I was looking at the photos of me watching the sea with all the seagulls around me. I remember feeling that they were significant at the time but I wasn't sure why, though seagulls have reminded me of angels for some time. Maybe angels are a means of connection. I'm not sure...but I believe they are with me often.
I'm working on a book. Well, sometimes I am--I try to write at least something every day. Sometimes I don't know if it will ever be a book or not. But those are days of low faith. I half-seriously joke that I will call it "The Reluctant Prophetess." Of course that might limit its readership. But it is how I would describe how I often feel about myself, perhaps even more acutely during that time.
When I was walking along the beach that March, I found a huge, beautiful conch shell. I sat down on the nearby rocks. I knew the Lord was going to speak and I was sort of waiting in the way that you wait to hear something that will be hard to listen to.
So basically I said, "OK, Lord, what do you want to tell me."
The first thing He said clearly and simply was this, "You will always be connected."
It came with all the weight of finality.
Before my questions and objections could arise, He quieted my spirit with a sense that I shouldn't ask more than He wanted to reveal. And with that came a sense of peace.
After a while He drew my attention to the shell in my hand. I held it up to my ear. I could hear the sea in it. And He said, "But you will be able to put the shell down or pick it up and listen."
And then He said, "I am going to bless you." And it was like it echoed over and over again in my ear..."Bless you, bless you, bless you, bless you."
And then He said, "Seven years."
The Lord then gave me understanding--there were decisions made even after clarity was given. He gave me a reason why. That explanation was more painful than anything else ever could have been. I knew then that my wound had been chosen. But at least I knew that God had not planned this, though I believe that He did know I would walk it. That has been hard to understand...but the Lord has granted me acceptance.
The Lord gave me many other words over those two days, some of which I have seen come to pass since then. I still don't think I've fully wrapped my mind around all of it.
What I have been wrestling with over the past few months is my choice to pick up the shell or put it down. Putting down the shell feels safer. But it doesn't feel like who I am. It's not who I want to be. It doesn't feel like love. Even though picking it up can get so messy. The other day, I picked it up (I keep it over at Jean's) and sand fell out of it into my ear and all over the place. (Sorry, Jean.) And having sand in your ear is hard to get used to.
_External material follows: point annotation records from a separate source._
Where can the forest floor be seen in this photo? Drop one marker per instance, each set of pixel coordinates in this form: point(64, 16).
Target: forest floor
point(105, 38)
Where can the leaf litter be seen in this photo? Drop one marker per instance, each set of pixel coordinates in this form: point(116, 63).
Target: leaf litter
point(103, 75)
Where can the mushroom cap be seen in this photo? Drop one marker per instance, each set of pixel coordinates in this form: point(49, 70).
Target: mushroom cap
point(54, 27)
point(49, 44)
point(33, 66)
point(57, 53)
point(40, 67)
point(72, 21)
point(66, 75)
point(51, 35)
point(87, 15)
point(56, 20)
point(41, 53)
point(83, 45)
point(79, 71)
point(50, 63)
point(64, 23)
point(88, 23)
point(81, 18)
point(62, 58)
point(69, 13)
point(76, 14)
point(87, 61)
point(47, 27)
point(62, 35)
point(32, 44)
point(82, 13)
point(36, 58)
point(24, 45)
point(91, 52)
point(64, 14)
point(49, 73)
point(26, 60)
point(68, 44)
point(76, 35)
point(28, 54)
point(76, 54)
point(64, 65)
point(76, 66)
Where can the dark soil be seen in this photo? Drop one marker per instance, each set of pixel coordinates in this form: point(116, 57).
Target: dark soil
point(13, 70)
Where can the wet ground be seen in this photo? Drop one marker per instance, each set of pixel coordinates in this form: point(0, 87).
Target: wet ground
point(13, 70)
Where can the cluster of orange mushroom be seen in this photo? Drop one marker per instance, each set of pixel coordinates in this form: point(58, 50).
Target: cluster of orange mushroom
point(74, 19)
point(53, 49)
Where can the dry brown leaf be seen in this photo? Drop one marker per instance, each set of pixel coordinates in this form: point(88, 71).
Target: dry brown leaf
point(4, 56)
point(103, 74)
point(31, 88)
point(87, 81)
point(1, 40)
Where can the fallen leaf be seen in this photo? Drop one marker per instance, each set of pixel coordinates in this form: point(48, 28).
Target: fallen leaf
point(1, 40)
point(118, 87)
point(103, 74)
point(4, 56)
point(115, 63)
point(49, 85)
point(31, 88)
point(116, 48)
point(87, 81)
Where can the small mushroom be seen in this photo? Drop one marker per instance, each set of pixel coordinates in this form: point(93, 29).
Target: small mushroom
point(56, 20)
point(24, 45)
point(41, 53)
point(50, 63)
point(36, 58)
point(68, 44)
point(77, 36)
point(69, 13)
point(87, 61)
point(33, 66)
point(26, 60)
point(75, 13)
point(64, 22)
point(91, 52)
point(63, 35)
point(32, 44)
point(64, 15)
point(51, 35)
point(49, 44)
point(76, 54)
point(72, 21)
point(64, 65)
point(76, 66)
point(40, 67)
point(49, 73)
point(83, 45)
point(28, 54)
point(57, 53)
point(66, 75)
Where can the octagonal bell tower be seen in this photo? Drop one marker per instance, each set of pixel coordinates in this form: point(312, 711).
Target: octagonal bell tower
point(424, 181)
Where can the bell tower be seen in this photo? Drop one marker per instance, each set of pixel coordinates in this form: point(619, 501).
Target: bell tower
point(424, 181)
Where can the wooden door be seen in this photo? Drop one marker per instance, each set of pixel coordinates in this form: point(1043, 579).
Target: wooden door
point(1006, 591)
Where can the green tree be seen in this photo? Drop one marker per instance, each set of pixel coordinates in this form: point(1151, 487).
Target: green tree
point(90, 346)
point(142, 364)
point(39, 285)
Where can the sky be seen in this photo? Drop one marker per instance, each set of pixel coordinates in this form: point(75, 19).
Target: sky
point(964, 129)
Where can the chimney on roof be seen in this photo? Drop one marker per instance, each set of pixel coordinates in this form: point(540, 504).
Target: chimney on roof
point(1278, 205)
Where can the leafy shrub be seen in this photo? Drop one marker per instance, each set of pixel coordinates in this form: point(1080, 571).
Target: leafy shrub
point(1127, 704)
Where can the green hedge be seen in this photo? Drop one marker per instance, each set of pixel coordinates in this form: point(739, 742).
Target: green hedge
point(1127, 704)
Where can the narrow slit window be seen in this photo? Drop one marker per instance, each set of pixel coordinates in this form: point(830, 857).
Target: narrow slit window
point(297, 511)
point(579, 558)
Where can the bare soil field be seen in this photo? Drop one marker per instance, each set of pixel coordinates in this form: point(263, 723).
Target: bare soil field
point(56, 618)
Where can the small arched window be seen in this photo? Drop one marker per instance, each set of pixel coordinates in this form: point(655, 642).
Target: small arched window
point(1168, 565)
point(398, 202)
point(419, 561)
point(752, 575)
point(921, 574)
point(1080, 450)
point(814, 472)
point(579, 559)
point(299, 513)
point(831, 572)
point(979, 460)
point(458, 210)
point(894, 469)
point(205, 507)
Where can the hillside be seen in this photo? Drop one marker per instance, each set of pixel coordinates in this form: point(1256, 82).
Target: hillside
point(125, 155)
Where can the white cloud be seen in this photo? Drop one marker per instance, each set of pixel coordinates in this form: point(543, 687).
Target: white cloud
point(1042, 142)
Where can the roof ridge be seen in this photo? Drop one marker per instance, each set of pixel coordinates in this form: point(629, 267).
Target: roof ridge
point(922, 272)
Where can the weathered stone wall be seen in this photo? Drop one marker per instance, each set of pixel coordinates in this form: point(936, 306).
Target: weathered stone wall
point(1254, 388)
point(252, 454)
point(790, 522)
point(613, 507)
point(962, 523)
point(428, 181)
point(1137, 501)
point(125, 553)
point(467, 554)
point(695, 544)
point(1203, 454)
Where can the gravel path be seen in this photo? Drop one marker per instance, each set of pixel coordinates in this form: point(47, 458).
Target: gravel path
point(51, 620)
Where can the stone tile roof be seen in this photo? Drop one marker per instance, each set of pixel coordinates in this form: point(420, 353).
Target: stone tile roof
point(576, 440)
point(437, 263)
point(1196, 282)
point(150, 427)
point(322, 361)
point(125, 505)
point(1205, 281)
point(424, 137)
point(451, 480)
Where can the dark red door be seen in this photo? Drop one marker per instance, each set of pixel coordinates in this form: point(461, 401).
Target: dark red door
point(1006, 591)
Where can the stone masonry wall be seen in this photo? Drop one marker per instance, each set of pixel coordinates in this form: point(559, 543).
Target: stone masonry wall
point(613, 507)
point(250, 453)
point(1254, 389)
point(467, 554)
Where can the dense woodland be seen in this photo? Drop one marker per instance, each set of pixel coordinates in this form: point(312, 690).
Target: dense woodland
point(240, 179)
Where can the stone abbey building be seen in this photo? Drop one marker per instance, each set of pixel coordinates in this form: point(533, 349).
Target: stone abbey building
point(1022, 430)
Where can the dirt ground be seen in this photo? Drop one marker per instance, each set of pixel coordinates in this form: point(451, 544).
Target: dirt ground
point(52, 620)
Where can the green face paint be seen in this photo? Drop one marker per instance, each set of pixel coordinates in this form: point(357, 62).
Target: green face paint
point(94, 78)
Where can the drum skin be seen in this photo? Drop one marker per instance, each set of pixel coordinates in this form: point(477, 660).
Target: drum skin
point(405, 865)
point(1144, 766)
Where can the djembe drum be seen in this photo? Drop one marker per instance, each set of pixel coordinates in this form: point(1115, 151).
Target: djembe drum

I want to listen, to know and be known, and I want to be under the covering of the wings of the Holy Father and protected from any impurity and anything outside of the will of God. And I think it is important to enjoy all the blessings God bestows upon us in this life, and cherish our loved ones. But sometimes I don't know how all of those things can come together in unity. I'd like to try to walk it. I'd like to wait and listen and open myself to the nearness.
Today, when I remembered that He told me about always being connected, I was reminded that it was not my doing. That has greatly settled my spirit from a false sense of responsibility.
My greatest fear is living outside the will of God while believing that I am in it. My next greatest fear is not fully entering into all that God may offer me in this life because somehow I missed it or was afraid of it or because I made a wrong choice. And the tension between those fears can only be settled by a God who promises to be my Shepherd.